Ma Zhanfeng, secretary general of China Plastics Processing Industry Association, posted an update on his social media Weixin account on July 21: “The typhoon caused tremendous damage to plastics companies in Wenchang and Haikou (both are cities in Hainan province). Factories are flooded, machinery underwater, steel-structured factory building 95 percent destroyed, no water and no power for four days already.”
Communication with the outside world is off and on, he added, and the Hainan Plastics Industry Association is in the process of evaluating the damage.
Haikou-based automaker FAW Haima Automobile Co. Ltd. said the typhoon has damaged some of its factory roofs, production machinery, finished vehicles and parts inventories.The automaker said its headquarters factory has been shut down since July 18 and does not expect to resume normal production until half a month from now.
State-owned Xinhua News Agency raised the published death toll to 33 on July 21. Hainan province alone reported 3.25 million of residents being affected and direct economic loss of 10.8 billion yuan ($1.7 billion).
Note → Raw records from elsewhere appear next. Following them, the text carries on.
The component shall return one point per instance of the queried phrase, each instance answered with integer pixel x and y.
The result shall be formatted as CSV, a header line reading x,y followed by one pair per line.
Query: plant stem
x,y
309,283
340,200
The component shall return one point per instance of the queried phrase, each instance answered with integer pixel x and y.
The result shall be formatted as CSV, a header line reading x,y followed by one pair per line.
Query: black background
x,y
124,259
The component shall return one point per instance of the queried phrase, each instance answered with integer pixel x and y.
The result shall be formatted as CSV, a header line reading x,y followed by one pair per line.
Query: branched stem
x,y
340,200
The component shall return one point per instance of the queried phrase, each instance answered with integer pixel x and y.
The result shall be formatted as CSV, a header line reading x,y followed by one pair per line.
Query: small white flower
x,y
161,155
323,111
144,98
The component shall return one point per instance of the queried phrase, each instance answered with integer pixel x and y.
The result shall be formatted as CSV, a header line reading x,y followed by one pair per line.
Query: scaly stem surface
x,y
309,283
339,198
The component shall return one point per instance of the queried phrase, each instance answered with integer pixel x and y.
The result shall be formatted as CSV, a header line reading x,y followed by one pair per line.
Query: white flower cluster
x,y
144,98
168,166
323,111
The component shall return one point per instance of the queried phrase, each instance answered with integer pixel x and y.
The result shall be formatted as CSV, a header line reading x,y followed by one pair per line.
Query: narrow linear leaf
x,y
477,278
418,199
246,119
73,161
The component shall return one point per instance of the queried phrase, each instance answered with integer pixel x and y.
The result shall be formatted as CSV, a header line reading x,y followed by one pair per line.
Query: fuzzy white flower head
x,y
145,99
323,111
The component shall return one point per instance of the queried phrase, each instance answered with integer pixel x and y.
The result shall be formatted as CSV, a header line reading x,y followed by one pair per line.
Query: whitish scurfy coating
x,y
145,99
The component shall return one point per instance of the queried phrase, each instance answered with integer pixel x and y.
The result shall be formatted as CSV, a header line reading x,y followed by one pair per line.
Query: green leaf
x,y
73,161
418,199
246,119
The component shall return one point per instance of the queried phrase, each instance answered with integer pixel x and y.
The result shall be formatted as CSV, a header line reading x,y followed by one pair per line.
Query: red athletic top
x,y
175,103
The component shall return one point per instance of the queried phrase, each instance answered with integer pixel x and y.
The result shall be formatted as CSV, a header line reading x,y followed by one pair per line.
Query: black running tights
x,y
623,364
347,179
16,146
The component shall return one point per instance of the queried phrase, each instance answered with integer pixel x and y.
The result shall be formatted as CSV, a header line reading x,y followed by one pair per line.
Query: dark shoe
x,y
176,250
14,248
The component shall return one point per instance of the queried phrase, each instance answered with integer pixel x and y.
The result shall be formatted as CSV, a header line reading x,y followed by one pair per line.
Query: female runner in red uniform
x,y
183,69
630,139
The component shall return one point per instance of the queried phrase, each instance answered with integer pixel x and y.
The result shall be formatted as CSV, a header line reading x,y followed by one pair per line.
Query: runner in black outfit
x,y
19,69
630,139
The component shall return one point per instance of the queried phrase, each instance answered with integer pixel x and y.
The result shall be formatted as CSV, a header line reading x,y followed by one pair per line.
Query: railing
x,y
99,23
Other southern provinces, including Guangdong, Guangxi and Yunnan, were also impacted.
Based on government data by July 20, the total affected population in Hainan, Guangdong and Guangxi exceeded 7 million, along with 37,000 houses flattened and infrastructure severely damaged.
The situation initially did not receive much attention from China’s national media — now widely criticized for devoting too much time and coverage to news of a July 17 Malaysia Airlines jet crash in Ukraine — until days after. In the meantime, some areas of South China struggled without water supply and power for days.
Before heading to China, the super typhoon also struck other Asian countries and was reported to have caused severe damage in the Philippines and Vietnam.